US Supreme Court - corrected

From SCOTUS Blog:

February 22, 2021

  • Florida v. Georgia: whether Florida is entitled to equitable apportionment of the waters of the Apalachicola-Chattahoochee-Flint River Basin and appropriate injunctive relief against Georgia to sustain an adequate flow of fresh water into the Apalachicola Region.

February 23, 2021

  • Wilkinson v. Alcaraz-Enriquez: whether a court of appeals may conclusively presume an applicant’s testimony is credible and true whenever an immigration judge or the Board of Immigration Appeals adjudicates a withholding-of-removal application without making an explicit adverse credibility determination.
  • Wilkinson v.
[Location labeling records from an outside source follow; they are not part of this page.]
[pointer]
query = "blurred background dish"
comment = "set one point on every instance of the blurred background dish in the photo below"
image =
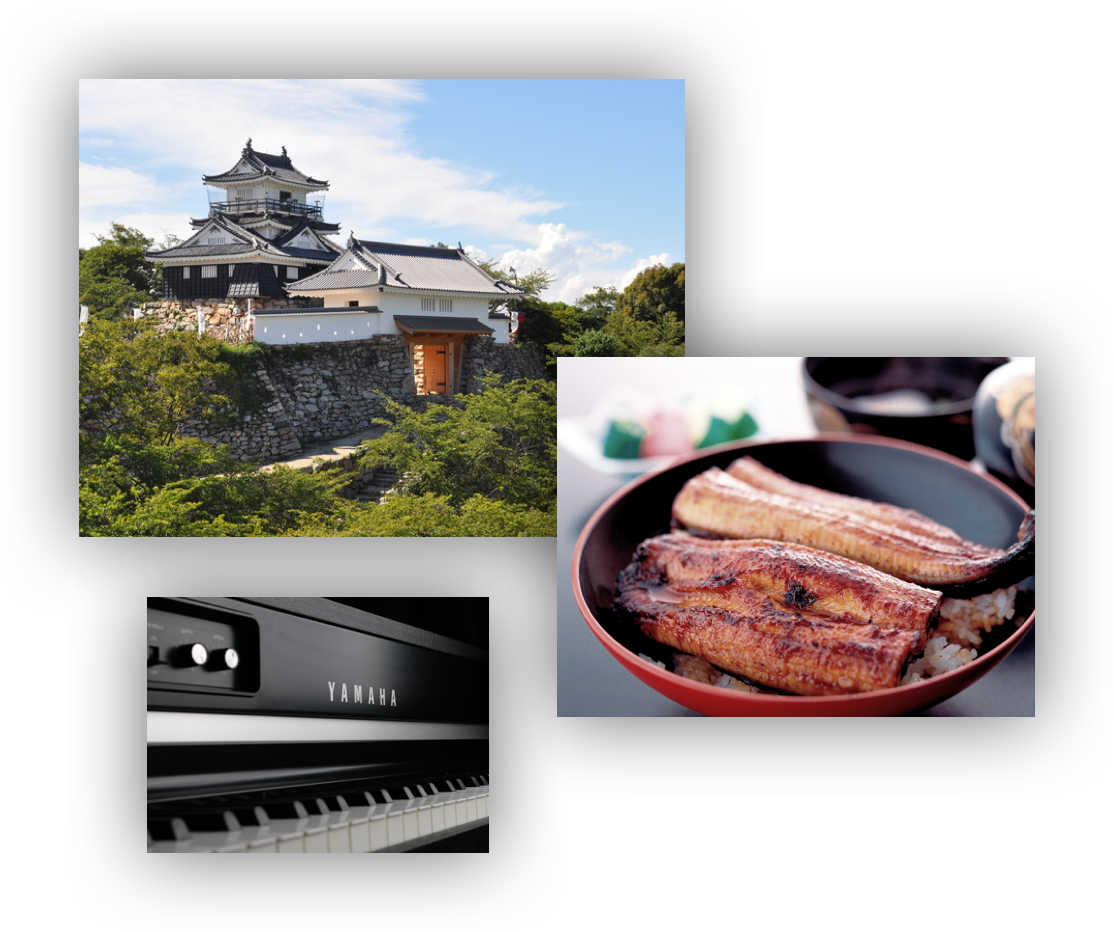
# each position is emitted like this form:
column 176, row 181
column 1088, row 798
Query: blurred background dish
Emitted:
column 922, row 399
column 1006, row 428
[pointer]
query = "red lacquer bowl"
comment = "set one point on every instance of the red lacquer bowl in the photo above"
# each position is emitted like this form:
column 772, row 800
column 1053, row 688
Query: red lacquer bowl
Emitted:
column 934, row 483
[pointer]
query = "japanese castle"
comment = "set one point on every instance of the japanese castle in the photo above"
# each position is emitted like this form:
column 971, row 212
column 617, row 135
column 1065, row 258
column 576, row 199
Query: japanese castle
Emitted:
column 266, row 248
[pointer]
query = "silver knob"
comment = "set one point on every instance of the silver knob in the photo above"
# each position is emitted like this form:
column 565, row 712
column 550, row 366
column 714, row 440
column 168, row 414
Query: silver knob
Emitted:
column 191, row 655
column 225, row 659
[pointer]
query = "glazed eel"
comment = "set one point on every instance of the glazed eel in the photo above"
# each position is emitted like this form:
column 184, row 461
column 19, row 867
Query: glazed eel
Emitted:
column 752, row 501
column 782, row 615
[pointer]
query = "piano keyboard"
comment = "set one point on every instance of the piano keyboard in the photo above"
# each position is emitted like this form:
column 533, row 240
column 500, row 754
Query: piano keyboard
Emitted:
column 350, row 817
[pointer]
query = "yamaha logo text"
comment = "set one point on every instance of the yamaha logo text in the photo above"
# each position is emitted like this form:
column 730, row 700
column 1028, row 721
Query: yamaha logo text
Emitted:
column 358, row 695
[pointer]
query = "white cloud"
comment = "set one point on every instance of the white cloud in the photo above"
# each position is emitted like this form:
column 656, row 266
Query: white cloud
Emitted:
column 579, row 265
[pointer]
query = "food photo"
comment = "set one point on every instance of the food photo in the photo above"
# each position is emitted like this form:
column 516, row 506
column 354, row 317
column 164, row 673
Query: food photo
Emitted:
column 824, row 574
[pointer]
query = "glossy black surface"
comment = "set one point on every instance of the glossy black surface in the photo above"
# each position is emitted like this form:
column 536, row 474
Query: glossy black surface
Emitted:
column 310, row 667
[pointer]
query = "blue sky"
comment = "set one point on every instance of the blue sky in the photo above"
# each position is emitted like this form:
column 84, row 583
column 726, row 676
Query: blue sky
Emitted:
column 582, row 177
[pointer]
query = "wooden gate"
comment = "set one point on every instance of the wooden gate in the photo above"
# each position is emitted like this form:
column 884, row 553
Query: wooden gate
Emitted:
column 437, row 369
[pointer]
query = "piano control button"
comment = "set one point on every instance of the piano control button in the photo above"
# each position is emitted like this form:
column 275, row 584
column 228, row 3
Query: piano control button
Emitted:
column 191, row 655
column 226, row 659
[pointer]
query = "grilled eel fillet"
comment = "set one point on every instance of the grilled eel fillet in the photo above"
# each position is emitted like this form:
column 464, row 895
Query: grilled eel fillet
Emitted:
column 782, row 615
column 752, row 501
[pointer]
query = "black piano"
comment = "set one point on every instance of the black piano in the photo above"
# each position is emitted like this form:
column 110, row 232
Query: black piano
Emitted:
column 309, row 725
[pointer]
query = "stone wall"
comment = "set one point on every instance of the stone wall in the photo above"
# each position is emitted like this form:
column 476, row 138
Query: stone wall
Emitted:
column 312, row 392
column 226, row 319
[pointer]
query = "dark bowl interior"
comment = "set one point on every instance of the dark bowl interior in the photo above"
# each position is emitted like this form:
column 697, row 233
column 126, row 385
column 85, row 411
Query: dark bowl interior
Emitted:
column 922, row 399
column 936, row 486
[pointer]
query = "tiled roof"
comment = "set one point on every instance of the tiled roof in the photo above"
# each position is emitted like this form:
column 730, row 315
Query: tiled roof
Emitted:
column 368, row 264
column 254, row 280
column 253, row 166
column 242, row 243
column 409, row 324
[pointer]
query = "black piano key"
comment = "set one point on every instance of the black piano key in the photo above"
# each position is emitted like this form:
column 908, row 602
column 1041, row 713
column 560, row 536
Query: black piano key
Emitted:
column 212, row 822
column 397, row 794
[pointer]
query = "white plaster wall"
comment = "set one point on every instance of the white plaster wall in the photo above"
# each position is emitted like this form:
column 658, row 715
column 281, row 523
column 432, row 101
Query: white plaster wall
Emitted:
column 315, row 327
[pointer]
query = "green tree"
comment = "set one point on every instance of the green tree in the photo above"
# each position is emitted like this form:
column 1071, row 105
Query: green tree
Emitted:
column 500, row 443
column 597, row 343
column 654, row 293
column 115, row 274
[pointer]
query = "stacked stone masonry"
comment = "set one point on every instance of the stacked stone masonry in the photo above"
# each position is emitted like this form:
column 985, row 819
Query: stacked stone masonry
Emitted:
column 314, row 392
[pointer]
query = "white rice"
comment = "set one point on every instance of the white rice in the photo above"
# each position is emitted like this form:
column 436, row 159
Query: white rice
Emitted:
column 960, row 629
column 702, row 671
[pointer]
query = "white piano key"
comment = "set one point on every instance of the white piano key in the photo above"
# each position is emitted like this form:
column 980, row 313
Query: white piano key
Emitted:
column 357, row 821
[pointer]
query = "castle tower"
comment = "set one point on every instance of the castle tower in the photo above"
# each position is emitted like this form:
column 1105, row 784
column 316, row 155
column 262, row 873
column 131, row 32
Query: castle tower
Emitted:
column 266, row 231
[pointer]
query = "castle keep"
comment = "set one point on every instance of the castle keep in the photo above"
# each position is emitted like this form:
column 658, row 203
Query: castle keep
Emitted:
column 375, row 320
column 262, row 266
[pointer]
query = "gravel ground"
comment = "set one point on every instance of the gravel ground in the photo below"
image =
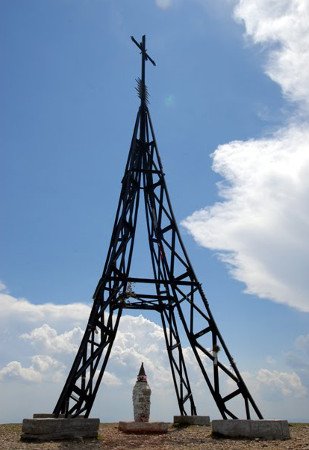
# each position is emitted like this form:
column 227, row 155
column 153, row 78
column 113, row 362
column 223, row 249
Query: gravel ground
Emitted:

Dai: whether a court of appeals may conclusively presume that an asylum applicant’s testimony is credible and true whenever an immigration judge or the Board of Immigration Appeals adjudicates an application without making an explicit adverse credibility determination; and (2) whether the court of appeals violated the remand rule as set forth in INS v. Ventura when it determined in the first instance that the respondent, Ming Dai, was eligible for asylum and entitled to withholding of removal.

February 24, 2021

  • Lange v. California: whether the pursuit of a person whom a police officer has probable cause to believe has committed a misdemeanor categorically qualifies as an exigent circumstance sufficient to allow the officer to enter a home without a warrant.